日本では、年越しにそばを食べる風習が今でも残っています。この風習が根付いた由来は諸説あり、いつから始まったものなのかも定かではありません。一説では、そばが他の麺類よりも切れやすいことから、「今年一年の厄災を断ち切る」という意味を込めて、年が明ける前にそばを食べるようになったと言われています。元々そばは、60~130cmほどに生長するタデ科の植物「蕎麦(そば)」が由来となっており、そのそばになる種を挽き、製粉してできるそば粉を原料としています。「厄災を断ち切る」と言われている通り、そば粉だけでは切れやすく調理が難しいため、つなぎとして小麦粉が使われることが多いです。

古くからそばが有名な秋田県大館市中山では、つなぎに大館市の特産品である「山の芋」を使うのが最大の特徴です。山の芋は、他の芋に比べ粘りが強く、つなぎに最適の食材です。栄養価も高いことから、滋養強壮の食材として山の鰻とも呼ばれており、そば粉と一緒に練り込むことで喉越しが良くなります。

石垣一子さんは、そばが有名な中山地区出身の旦那さんの家に嫁いでから、自然とそばづくりを手伝うようになり、 かれこれ40年以上そばを作り続けています。石垣さんが働く大館市の直売所「陽気な母さんの店」では、野菜を買うだけでなく、田舎ならではの様々な体験をすることができます。

「もともと中山地区でそばが根付いたのは、ほかの作物が育たない土壌だったからなんです。そばの実しかならなかったから、売るものとしても自分たちが食べるものとしてもそばを練ることが当たり前になっていったんです。今もそれぞれの家庭でそばをつくって食べますし、年末にはそばを売りに各家庭をまわる人がいるくらい、中山にはそばの文化が根付いています。(石垣一子)」

秋には、県内の大学生や留学生向けに、中山そば作り体験が開催されました。20名以上の参加者が集い、女性の参加者は、「秋田おばこ」と呼ばれる絣(かすり)模様の着物ともんぺに着替え、そばを作りました。中山の冷やしそばは、一般的な冷やしそばの食べ方とは異なります。めんつゆはごく少量で、細かく砕かれた氷とまんべんなく混ぜられ、よりそばの香りと味が引き立つようになっています。
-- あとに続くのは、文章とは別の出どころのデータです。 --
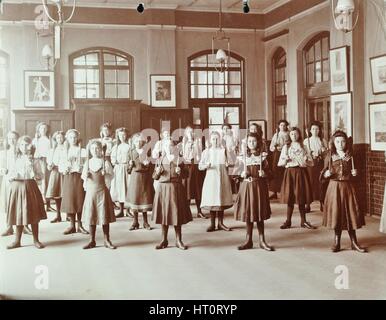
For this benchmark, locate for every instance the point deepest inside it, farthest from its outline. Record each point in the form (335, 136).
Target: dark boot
(262, 243)
(58, 216)
(220, 223)
(249, 243)
(135, 224)
(71, 228)
(336, 246)
(17, 242)
(8, 232)
(287, 223)
(303, 221)
(92, 243)
(212, 226)
(106, 233)
(354, 242)
(164, 243)
(80, 228)
(146, 224)
(179, 243)
(35, 233)
(121, 210)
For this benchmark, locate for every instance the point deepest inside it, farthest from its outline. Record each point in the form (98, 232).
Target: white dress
(120, 183)
(217, 190)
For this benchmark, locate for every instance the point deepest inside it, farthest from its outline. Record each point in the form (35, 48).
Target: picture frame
(262, 123)
(339, 70)
(378, 74)
(341, 113)
(377, 117)
(39, 88)
(163, 90)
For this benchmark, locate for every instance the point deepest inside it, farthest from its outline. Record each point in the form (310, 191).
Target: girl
(98, 208)
(252, 202)
(191, 150)
(217, 190)
(107, 145)
(279, 139)
(6, 166)
(341, 210)
(141, 193)
(25, 202)
(170, 206)
(296, 186)
(71, 165)
(54, 187)
(42, 146)
(120, 160)
(316, 146)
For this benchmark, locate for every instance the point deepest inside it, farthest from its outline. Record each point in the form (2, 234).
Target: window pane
(79, 76)
(123, 91)
(109, 59)
(92, 91)
(80, 61)
(92, 59)
(92, 76)
(110, 91)
(80, 91)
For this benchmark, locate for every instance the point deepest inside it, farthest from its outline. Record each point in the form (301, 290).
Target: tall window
(279, 89)
(4, 94)
(317, 59)
(216, 97)
(101, 73)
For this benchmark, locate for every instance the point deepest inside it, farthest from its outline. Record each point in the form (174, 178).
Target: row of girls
(85, 184)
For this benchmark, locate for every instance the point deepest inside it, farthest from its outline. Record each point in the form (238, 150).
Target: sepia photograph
(192, 159)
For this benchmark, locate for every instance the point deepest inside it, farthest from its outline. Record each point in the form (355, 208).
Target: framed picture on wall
(378, 126)
(163, 91)
(262, 124)
(341, 113)
(39, 89)
(339, 68)
(378, 74)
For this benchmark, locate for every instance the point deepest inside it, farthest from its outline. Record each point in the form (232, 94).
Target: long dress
(296, 186)
(71, 166)
(318, 147)
(341, 210)
(25, 202)
(277, 143)
(141, 195)
(252, 202)
(216, 190)
(98, 208)
(120, 183)
(170, 206)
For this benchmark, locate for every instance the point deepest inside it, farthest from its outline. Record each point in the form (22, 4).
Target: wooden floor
(302, 267)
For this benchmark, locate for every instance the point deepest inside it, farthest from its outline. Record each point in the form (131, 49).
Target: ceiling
(256, 6)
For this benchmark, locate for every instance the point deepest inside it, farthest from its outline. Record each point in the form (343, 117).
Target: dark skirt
(141, 191)
(252, 202)
(296, 187)
(25, 203)
(170, 206)
(72, 193)
(278, 173)
(341, 209)
(314, 173)
(54, 187)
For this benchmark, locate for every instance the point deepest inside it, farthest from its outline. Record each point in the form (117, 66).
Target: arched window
(4, 94)
(101, 73)
(279, 85)
(216, 97)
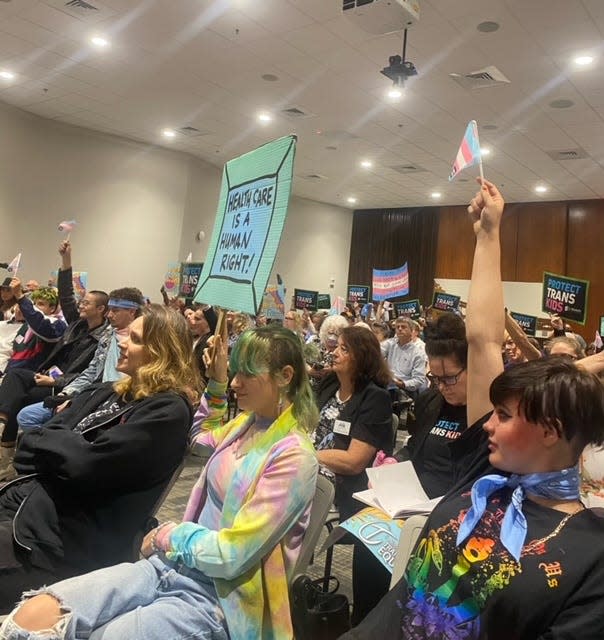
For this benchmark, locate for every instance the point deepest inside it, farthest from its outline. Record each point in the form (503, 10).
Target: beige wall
(138, 207)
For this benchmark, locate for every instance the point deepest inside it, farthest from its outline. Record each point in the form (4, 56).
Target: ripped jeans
(147, 600)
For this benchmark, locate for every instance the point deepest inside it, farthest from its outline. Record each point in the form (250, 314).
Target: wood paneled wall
(561, 237)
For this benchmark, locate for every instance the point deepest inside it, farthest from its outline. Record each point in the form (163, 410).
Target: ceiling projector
(382, 16)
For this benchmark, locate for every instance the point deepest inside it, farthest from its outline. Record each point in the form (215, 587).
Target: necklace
(342, 400)
(536, 544)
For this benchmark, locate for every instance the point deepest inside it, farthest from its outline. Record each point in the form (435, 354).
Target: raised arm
(484, 315)
(520, 338)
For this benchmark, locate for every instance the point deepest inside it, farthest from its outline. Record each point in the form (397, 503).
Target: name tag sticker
(342, 427)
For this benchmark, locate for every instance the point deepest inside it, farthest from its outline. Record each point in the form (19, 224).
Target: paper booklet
(396, 490)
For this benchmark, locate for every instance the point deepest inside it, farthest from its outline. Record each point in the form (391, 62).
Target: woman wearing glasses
(441, 414)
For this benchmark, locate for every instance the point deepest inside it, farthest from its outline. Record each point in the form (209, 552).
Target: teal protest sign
(252, 207)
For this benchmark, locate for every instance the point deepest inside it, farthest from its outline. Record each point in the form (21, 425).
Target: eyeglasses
(447, 381)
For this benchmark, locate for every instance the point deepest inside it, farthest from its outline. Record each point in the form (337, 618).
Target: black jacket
(369, 409)
(73, 352)
(87, 495)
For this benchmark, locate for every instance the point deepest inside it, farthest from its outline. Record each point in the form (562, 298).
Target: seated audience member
(7, 299)
(70, 355)
(99, 465)
(406, 358)
(381, 330)
(512, 353)
(43, 327)
(9, 329)
(223, 573)
(440, 412)
(328, 340)
(514, 553)
(355, 423)
(124, 306)
(564, 346)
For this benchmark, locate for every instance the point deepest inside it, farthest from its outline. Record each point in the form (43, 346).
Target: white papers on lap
(396, 490)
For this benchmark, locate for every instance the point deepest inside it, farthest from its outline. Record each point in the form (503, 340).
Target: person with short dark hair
(355, 423)
(88, 479)
(511, 551)
(68, 357)
(224, 571)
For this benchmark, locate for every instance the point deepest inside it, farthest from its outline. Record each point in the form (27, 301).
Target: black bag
(318, 614)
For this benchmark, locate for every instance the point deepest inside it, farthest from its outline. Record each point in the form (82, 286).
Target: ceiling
(199, 63)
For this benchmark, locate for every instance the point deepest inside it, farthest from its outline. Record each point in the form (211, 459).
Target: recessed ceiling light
(562, 103)
(488, 26)
(394, 93)
(583, 61)
(99, 41)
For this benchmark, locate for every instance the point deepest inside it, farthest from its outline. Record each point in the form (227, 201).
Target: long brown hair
(368, 363)
(171, 367)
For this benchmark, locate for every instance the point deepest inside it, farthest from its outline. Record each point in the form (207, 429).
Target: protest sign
(172, 278)
(272, 302)
(252, 207)
(409, 308)
(527, 323)
(189, 278)
(445, 301)
(565, 296)
(358, 293)
(390, 283)
(304, 299)
(324, 301)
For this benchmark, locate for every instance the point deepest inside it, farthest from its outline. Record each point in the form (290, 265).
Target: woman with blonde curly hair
(223, 572)
(89, 478)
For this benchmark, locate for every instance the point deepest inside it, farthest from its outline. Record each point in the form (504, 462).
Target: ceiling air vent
(481, 79)
(408, 168)
(314, 177)
(192, 132)
(295, 113)
(568, 154)
(86, 10)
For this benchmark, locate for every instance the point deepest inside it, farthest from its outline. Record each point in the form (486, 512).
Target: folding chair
(409, 534)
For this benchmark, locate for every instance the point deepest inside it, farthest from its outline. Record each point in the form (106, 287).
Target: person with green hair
(43, 326)
(223, 572)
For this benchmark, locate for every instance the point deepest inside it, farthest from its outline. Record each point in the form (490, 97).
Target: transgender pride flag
(391, 283)
(469, 151)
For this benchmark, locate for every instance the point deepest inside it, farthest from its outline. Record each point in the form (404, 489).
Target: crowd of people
(101, 397)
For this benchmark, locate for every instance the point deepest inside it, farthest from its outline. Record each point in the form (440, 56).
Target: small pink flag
(13, 267)
(67, 226)
(469, 151)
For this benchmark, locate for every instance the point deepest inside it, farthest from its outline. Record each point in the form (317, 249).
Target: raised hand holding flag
(469, 152)
(13, 267)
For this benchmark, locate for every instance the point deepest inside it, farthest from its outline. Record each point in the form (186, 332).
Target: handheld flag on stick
(67, 226)
(469, 152)
(13, 267)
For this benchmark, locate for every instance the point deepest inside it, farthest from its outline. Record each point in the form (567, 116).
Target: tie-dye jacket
(264, 518)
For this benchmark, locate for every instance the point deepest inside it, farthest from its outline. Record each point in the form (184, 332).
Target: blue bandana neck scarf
(554, 485)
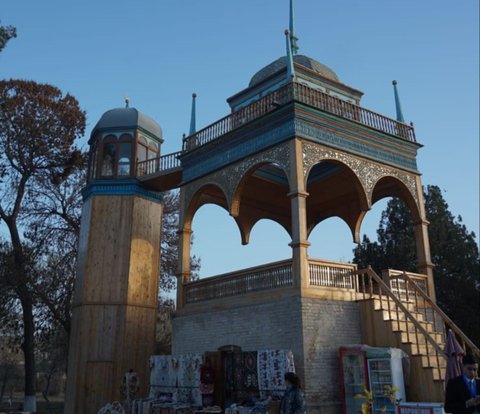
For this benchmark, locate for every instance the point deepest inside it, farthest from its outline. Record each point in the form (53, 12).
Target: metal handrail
(384, 289)
(446, 320)
(154, 165)
(295, 91)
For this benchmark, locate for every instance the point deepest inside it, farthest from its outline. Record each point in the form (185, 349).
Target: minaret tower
(116, 290)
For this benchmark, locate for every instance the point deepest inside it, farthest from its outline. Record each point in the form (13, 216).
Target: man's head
(470, 366)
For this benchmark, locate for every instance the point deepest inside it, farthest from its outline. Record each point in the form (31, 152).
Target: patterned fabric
(272, 366)
(233, 377)
(250, 372)
(113, 408)
(293, 402)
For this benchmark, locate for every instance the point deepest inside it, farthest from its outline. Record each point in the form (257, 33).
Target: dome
(128, 118)
(280, 63)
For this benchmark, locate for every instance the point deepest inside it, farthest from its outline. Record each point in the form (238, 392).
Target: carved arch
(237, 195)
(368, 172)
(207, 193)
(392, 186)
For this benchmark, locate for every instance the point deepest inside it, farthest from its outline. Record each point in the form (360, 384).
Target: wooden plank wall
(115, 305)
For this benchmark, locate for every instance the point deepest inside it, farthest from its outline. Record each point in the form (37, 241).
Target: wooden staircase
(396, 311)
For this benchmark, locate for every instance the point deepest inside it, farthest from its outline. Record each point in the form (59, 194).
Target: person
(293, 401)
(462, 392)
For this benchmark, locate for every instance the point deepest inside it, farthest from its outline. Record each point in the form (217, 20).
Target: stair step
(384, 303)
(394, 314)
(419, 339)
(399, 325)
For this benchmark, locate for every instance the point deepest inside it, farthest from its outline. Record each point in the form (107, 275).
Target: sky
(158, 52)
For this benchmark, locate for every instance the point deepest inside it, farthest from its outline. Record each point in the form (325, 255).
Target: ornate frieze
(229, 177)
(368, 172)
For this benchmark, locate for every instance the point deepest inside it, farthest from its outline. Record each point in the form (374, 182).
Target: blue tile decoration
(119, 187)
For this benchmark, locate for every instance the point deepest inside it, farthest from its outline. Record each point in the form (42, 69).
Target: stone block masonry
(327, 325)
(313, 329)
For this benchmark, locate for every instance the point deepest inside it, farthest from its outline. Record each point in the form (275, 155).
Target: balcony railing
(163, 163)
(270, 276)
(273, 275)
(304, 94)
(329, 274)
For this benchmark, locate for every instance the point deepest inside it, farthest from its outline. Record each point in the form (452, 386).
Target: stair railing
(446, 323)
(369, 284)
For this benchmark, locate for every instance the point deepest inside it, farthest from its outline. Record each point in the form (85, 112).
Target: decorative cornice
(119, 187)
(341, 142)
(246, 148)
(368, 172)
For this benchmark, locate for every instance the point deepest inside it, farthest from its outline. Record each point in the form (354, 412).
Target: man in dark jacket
(462, 393)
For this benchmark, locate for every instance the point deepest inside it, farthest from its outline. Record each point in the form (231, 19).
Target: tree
(169, 252)
(6, 33)
(168, 268)
(454, 254)
(38, 128)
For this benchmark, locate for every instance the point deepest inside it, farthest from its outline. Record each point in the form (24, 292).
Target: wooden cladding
(270, 276)
(294, 91)
(265, 277)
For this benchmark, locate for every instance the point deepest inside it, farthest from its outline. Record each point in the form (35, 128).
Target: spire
(193, 127)
(293, 37)
(290, 67)
(397, 103)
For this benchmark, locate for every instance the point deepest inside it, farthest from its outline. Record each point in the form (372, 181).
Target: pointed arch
(263, 167)
(261, 193)
(208, 193)
(390, 186)
(335, 190)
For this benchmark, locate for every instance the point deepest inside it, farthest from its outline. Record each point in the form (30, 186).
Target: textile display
(233, 377)
(272, 366)
(177, 377)
(250, 372)
(113, 408)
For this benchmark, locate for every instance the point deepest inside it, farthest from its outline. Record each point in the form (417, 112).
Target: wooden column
(183, 270)
(425, 265)
(298, 197)
(116, 299)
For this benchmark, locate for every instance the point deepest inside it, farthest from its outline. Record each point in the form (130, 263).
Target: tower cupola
(121, 139)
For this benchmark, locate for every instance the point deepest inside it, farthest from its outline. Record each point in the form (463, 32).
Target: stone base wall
(313, 329)
(276, 324)
(327, 325)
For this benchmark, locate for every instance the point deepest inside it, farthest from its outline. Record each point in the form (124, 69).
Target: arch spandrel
(368, 172)
(229, 178)
(399, 189)
(194, 202)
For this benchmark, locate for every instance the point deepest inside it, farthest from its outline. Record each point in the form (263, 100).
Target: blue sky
(159, 51)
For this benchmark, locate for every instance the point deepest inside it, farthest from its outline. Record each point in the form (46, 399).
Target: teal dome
(302, 60)
(127, 118)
体験に参加していた大学教授のアメリカ人女性は、「中山そばは、地球の味がする。この土地をそのまま食べているみたい」と話していました。この土地ならではの素材が使われ、文化と共に引き継がれてきた中山そばには、中山に暮らす人々の”日常”が練り込まれています。

「今はほとんど中山にしかそばを卸してないので、ぜひいろんな人に中山そばを食べに来てほしいですね。(石垣一子)」

さっき作ったばかりのそばなんだけど、美味しい!私の友達のを見て、それぞれのそばが全然違うの。太さとかね、そば作りは楽しい、疲れるけど。みんなもぜひやってみて!